At the bottom of the exam wall chart was the letter B, but I swore that I saw it as an N. It was actually a B. My wife could see it clearly, but to me at the time, it was an “obvious” N. Even though it seemed apparent to me, I was wrong. It was the lens I was looking through that was throwing me off.

It’s like that sometimes when interpreting Scripture. Yesterday I heard someone quoting Ephesians 5:14 and commanding someone to be healed and saying, “…Wake up, O sleeper, rise from the dead and Christ will shine on you.”

This example I heard is such a gross misinterpretation of this passage. We have to read things in context. Ephesians Chapter 5 is all about righteous living and not having any greed or immorality in our lives and living in the light and not darkness, about which verse 14 is talking.

Scripture tells us if we are sick to call the church’s elders to pray for us (James 5:14). It is important to rightly divide the Word (2 Timothy 2:15). There is a massive amount of misunderstanding out there in the world – yes, even amongst some Christians inside of our churches – and often minimal effort to take Scripture in its proper context.

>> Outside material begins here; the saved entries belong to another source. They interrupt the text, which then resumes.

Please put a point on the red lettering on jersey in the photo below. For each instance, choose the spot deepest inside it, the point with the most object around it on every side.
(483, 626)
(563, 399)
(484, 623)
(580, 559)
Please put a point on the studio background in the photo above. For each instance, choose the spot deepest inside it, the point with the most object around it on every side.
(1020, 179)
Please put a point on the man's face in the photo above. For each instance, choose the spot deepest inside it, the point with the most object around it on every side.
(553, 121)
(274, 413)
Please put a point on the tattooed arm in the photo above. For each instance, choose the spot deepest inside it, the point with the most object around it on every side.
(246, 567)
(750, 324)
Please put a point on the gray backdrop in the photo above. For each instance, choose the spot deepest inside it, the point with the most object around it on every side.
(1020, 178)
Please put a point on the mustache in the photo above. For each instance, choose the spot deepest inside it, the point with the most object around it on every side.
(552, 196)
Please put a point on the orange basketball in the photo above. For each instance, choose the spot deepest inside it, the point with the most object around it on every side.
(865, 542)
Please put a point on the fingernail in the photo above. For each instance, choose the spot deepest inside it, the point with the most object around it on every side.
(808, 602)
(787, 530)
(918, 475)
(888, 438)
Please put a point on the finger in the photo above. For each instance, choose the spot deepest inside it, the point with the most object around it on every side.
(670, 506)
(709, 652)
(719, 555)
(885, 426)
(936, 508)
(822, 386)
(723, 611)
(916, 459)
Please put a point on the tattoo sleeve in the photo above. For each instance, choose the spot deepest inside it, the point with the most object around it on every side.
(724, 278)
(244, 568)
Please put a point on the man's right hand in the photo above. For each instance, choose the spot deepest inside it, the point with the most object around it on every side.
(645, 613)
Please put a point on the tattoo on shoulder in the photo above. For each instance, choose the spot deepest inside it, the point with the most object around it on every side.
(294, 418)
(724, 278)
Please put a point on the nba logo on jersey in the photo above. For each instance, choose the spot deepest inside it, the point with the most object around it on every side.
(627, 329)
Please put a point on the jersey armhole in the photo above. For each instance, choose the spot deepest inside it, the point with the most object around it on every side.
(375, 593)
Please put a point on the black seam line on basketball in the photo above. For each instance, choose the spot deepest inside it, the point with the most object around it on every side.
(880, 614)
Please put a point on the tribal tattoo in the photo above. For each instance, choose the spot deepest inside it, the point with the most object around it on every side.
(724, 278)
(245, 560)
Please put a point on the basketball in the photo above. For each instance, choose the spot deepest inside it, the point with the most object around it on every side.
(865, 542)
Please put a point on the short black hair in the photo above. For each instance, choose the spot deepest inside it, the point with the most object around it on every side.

A couple of years ago, a man (who did not know I was a Christian at first) started witnessing to me. He was a Vietnamese man in his seventies and was previously a Buddhist monk for many years. This Vietnamese man told me his American name was “Joshua” and how he was so depressed and feeling empty inside, even as a monk. Joshua had “peace” and “serenity,” but a more profound meaning was lacking from his life.

Joshua talked to another man about it one day, and this man questioned Joshua on whether or not he had ever read the Bible. He said he had not and didn’t know much about it. The man soon gave him a Bible, and Joshua just dived into it on his own. He exclaimed that all of a sudden, life started to make sense.

Joshua was slightly confused by the Old Testament, so he skipped forward to the New Testament and kept reading. Joshua was getting teary-eyed when he started telling me how he couldn’t believe that Jesus would die for him and love him like that. Needless to say, I got choked up too. I did tell him that I shared the same saving faith in Christ. It was incredible. I felt a little “envious,” for lack of a better word, of how Joshua was able to know Jesus and His Word with no outside influences or personalities steering him in one direction or another. He just simply read the Bible.

So much of how we think is influenced by what others have told us. Back to the whole eye lens thing; consider that you might be seeing an N when it is a B. Don’t be comfortable with easy, cushy, “Americanized” Christianity. Read things that are in Scripture in context. Investigate the entire paragraph and passage it comes from – study, study, study. Rightly divide. Be fed on what God says in His Word as a whole. Be more loyal to God and His Truth than to people. People, even when they are well-meaning, can get it wrong.